The positive is that most eligible households in England and Wales should get the discount automatically, rather than having to apply as they did in the past and still do in Scotland. A further 780,000 households should receive the discount, according to the Department for Business, Energy and Industrial Strategy, bringing the number helped by the scheme to 2.8 million.

The negatives are that while means-tested benefits, such as Esa and JSA, still qualify, disability allowance and personal independence payment (which are not means-tested) do not. The latest means more than 500,000 households in England and Wales are now ineligible, according to the charity National Energy Action, and Scope.

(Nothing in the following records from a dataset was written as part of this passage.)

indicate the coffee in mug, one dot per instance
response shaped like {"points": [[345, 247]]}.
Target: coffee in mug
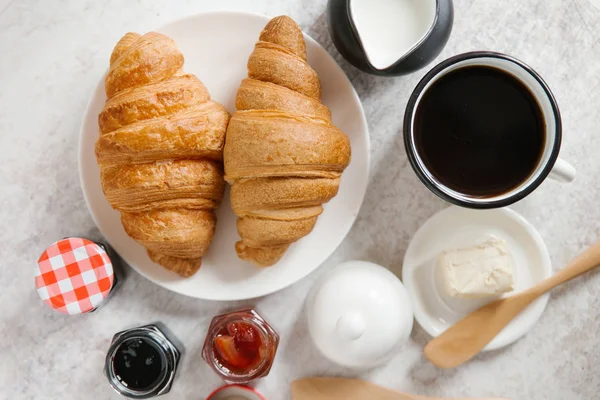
{"points": [[483, 130]]}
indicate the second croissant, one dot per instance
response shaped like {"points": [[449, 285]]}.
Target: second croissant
{"points": [[283, 156]]}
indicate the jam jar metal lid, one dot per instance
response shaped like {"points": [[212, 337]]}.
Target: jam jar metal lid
{"points": [[74, 275], [141, 362]]}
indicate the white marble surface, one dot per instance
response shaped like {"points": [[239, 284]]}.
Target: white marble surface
{"points": [[52, 54]]}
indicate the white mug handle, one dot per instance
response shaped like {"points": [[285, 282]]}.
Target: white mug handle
{"points": [[562, 171]]}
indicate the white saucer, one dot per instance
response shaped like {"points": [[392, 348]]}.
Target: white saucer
{"points": [[457, 227]]}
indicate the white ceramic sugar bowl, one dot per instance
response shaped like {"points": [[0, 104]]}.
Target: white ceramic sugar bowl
{"points": [[358, 314]]}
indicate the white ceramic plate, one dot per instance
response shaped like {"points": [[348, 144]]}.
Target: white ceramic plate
{"points": [[216, 47], [457, 227]]}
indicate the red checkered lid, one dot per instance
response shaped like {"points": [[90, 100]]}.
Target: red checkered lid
{"points": [[74, 276]]}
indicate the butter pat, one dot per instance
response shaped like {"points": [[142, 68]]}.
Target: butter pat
{"points": [[484, 270]]}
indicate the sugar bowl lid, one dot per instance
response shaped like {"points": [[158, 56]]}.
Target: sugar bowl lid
{"points": [[358, 314], [74, 275]]}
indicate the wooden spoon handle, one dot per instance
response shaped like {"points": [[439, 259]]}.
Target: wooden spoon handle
{"points": [[586, 261], [329, 388]]}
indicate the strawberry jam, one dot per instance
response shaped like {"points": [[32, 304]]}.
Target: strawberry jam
{"points": [[240, 346]]}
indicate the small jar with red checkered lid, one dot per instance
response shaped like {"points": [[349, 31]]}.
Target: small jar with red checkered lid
{"points": [[75, 275]]}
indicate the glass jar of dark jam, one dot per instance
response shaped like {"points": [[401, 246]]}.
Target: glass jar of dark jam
{"points": [[240, 346], [141, 362]]}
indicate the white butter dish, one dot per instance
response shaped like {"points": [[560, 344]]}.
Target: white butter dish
{"points": [[455, 228]]}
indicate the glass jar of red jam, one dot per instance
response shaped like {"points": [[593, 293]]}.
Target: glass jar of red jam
{"points": [[240, 346]]}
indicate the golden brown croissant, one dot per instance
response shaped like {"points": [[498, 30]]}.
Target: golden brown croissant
{"points": [[283, 156], [160, 151]]}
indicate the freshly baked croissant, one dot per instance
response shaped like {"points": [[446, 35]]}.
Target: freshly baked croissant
{"points": [[160, 151], [283, 156]]}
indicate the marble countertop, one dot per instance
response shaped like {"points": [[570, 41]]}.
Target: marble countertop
{"points": [[52, 54]]}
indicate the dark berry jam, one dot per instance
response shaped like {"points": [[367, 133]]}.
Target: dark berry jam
{"points": [[138, 364]]}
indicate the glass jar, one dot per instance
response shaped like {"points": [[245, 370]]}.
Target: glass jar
{"points": [[141, 362], [240, 346]]}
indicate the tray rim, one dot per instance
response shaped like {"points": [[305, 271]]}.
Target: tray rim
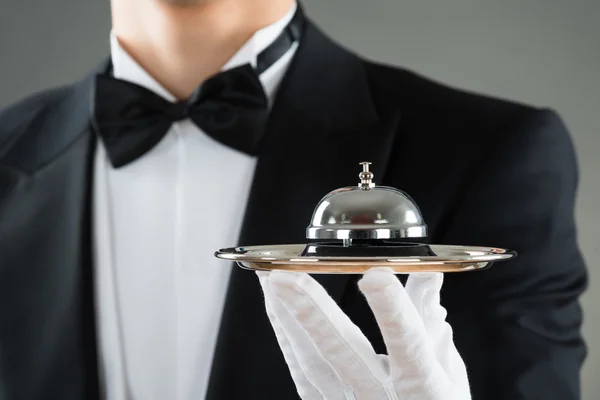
{"points": [[490, 254]]}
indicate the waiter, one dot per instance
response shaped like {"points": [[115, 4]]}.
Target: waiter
{"points": [[219, 120]]}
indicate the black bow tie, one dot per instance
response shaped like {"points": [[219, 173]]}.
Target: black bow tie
{"points": [[231, 107]]}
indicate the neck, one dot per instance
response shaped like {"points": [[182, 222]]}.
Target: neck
{"points": [[182, 46]]}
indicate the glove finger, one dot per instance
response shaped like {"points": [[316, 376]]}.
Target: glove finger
{"points": [[424, 291], [305, 388], [403, 331], [338, 340]]}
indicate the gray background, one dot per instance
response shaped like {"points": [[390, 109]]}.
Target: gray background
{"points": [[543, 52]]}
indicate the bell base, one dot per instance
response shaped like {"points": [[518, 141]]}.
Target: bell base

Before the upheaval, low-income households of working age could access the scheme if they were on a qualifying benefit. Now, in England and Wales, they must also have a high energy cost score. This score is calculated using an algorithm applied to government data on the size, age and type of property they live in. This means people who struggle to heat older, larger properties are more likely to qualify than those in smaller, newer houses and apartments that are more energy efficient.

When it comes to SJIn his situation, the rules of the scheme allow an account to be in a partner’s name or the name of a Department for Work and Pensions. However, they must also be registered in the beneficiary’s benefit record. If you are named on your wife’s record, you should challenge this decision. There is a helpline (0800 107 8002) you can call.

If you have been affected by the changes to this scheme, there is other help you can try to access as detailed in this recent Money Hacks article.